At the NPHET briefing of 10th March, the decision was taken to publicly challenge the decision to restrict visitors as premature. This is despite HIQA, presented as the representative voice for our sector at NPHET, announcing that same day it would suspend visits by its inspectors to hospitals, citing the safety and wellbeing of people using services and staff. Two days later – 12th March – it cancelled inspections of all social care services. Its first specific guidance regarding care management was issued 23rd March, weeks into the national emergency.

The NTPF, the authority responsible for the commissioning of nursing home care, fell silent as homes incurred considerable and responsible costs to manage the pandemic. The Department of Health eventually intervened.

Key State organisations left the nursing home sector and its residents isolated in those early days. The dismay will live forever with us. But we welcome Minister Harris lead in eventually bringing senior officials from his Department and the HSE around the table to support the sector in coping with Covid-19. The evidence from Ireland and internationally is no individual health sector can manage the crisis presented by Covid-19 alone. The supports provided by HSE community services for residents are appreciated and have delivered valued resourcing supports. The support framework implemented by the Minister and colleagues has fulfilled a lead role in managing and curtailing the prevalence of the disease in our nursing homes.

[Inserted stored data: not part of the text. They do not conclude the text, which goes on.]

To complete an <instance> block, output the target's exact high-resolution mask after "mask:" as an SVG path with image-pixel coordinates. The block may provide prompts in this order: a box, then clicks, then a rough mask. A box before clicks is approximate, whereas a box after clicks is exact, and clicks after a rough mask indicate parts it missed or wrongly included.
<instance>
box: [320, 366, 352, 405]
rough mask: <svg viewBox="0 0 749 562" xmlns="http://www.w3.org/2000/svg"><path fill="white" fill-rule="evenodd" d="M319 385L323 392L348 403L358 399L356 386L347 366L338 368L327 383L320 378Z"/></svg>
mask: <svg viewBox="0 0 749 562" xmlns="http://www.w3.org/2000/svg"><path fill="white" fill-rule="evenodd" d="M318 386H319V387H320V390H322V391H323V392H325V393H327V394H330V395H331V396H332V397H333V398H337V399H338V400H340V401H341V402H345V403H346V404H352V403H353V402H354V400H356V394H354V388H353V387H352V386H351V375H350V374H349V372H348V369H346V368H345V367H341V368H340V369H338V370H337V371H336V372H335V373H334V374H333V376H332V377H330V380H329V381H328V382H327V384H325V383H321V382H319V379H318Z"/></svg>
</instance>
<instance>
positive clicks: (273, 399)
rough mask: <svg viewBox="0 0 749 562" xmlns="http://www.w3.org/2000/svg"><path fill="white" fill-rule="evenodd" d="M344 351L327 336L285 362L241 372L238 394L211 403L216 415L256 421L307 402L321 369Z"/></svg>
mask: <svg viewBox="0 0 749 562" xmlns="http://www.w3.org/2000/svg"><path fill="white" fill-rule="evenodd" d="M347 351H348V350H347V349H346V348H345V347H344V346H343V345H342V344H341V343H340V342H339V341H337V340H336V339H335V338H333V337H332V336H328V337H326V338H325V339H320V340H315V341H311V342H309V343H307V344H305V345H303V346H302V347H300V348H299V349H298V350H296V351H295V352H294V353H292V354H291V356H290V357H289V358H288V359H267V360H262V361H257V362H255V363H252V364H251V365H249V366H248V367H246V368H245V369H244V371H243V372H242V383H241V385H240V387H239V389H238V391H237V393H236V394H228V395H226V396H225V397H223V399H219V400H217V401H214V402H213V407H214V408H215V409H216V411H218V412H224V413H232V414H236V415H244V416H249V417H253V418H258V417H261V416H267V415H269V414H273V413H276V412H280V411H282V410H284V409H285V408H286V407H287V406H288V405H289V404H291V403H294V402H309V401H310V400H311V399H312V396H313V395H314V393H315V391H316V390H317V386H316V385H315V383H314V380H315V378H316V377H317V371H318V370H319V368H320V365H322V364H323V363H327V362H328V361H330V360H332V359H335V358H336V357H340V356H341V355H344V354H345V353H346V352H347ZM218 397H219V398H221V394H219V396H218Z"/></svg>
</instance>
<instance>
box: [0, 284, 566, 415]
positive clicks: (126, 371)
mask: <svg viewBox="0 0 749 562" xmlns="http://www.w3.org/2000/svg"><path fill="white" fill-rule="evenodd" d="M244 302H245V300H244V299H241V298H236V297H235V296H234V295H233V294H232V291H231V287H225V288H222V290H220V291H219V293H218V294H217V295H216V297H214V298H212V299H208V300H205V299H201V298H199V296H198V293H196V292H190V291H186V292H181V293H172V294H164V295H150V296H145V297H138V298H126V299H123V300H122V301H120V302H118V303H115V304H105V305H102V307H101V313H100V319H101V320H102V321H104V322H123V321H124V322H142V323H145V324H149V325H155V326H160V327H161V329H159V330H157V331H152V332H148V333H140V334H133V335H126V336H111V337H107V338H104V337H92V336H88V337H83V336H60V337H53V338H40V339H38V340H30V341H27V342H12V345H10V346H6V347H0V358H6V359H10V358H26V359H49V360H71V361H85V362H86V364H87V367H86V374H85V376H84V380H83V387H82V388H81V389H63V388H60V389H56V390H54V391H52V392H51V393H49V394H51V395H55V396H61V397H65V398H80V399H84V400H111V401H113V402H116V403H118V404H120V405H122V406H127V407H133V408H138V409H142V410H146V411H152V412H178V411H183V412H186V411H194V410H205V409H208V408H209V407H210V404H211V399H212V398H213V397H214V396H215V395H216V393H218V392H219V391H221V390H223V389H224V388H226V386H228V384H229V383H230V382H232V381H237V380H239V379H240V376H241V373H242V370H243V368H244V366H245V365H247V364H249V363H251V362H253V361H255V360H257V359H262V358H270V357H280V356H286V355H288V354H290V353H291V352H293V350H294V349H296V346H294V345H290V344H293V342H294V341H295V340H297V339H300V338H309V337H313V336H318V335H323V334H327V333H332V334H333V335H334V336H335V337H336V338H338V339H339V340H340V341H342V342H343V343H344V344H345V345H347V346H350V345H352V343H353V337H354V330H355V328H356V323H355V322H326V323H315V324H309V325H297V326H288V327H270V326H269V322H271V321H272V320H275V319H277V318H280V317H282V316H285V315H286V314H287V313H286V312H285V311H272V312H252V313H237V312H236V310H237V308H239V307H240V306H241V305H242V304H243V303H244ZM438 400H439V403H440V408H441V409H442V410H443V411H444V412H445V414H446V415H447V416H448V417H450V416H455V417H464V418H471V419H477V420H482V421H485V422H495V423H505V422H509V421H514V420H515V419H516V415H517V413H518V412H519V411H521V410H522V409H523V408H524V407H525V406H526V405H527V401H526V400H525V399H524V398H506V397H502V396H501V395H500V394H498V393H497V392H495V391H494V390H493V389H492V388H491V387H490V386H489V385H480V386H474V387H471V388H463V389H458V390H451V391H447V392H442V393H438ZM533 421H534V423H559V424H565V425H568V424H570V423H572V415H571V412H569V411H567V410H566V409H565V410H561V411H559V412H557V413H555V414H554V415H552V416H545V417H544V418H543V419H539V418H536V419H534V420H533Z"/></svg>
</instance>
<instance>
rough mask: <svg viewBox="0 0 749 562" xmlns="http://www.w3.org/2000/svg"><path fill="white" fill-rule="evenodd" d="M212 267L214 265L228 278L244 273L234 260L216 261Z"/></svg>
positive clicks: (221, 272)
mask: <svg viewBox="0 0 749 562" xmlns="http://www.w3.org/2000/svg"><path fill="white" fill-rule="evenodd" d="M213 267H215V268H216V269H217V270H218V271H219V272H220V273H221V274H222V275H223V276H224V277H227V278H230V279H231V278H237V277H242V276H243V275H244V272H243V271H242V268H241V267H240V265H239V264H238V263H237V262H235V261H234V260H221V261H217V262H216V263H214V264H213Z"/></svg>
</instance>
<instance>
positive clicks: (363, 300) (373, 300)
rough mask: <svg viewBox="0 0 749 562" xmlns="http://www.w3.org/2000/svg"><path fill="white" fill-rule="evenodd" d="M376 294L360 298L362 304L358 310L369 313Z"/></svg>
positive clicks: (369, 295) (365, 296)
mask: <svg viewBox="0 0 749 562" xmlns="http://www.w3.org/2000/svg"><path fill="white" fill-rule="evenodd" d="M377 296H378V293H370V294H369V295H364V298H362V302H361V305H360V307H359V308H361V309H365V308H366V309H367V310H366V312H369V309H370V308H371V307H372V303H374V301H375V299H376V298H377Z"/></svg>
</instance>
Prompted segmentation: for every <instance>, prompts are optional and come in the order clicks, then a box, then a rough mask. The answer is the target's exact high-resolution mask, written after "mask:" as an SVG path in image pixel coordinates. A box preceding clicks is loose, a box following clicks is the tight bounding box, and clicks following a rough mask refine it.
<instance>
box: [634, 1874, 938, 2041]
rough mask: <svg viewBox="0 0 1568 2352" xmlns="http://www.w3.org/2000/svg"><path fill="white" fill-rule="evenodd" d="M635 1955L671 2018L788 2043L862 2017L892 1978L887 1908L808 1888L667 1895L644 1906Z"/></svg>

Covid-19 continues to live with us. We give early welcome to the Minister’s commitment to establish a nursing-home expert panel to support good planning and safeguards to protect people who call nursing home, home. However, one significant voice is absent; that representing nurses from our nursing homes, which continue to operate on the frontline.

Oireachtas members will be aware from our engagement year on year, for the past decade, of Nursing Homes Ireland’s request that the Government to lead in establishing a forum to plan for the long-term care needs of older people. Our call has gone unheeded. Today we reiterate it.

We wish to move forward but Covid-19 now lives among us. We are actively engaged with Minister Harris, his officials and colleagues in the HSE in presenting measures that can ease visitor restrictions in our nursing homes. Clear policy is required. There is requirement to delicately balance health, safety and risk to life against the mental wellbeing and happiness of residents. Social connection for nursing home residents is critical. We see continuous testing of staff and residents and timely turnaround of results as imperative within any roadmap forward. A national strategy is immediately required in this regard.

Concerted focus and engagement must persist in tackling Covid-19’s threat to the lives of nursing home residents and staff.

The Covid tragedy must focus minds. Nursing homes are integral to the provision of specialised health and social care in our communities and a well-functioning health service. Our members and staff take great pride in fulfilling their essential role in Irish society. There is requirement to look at the structures to support our residents and skilled staff in meeting the specialised needs of people who require access to 24/7 nursing and multidisciplinary care. Timely access to community services such as GP, geriatricians and specialised therapies must be enshrined.
Lessons can be learned from the closer engagement brought upon us by Covid. There is requirement for a better and more integrated working relationship between the State and our sector. The core focus has to be on meeting the complex health and social care needs of nursing home residents. We will be stronger working together.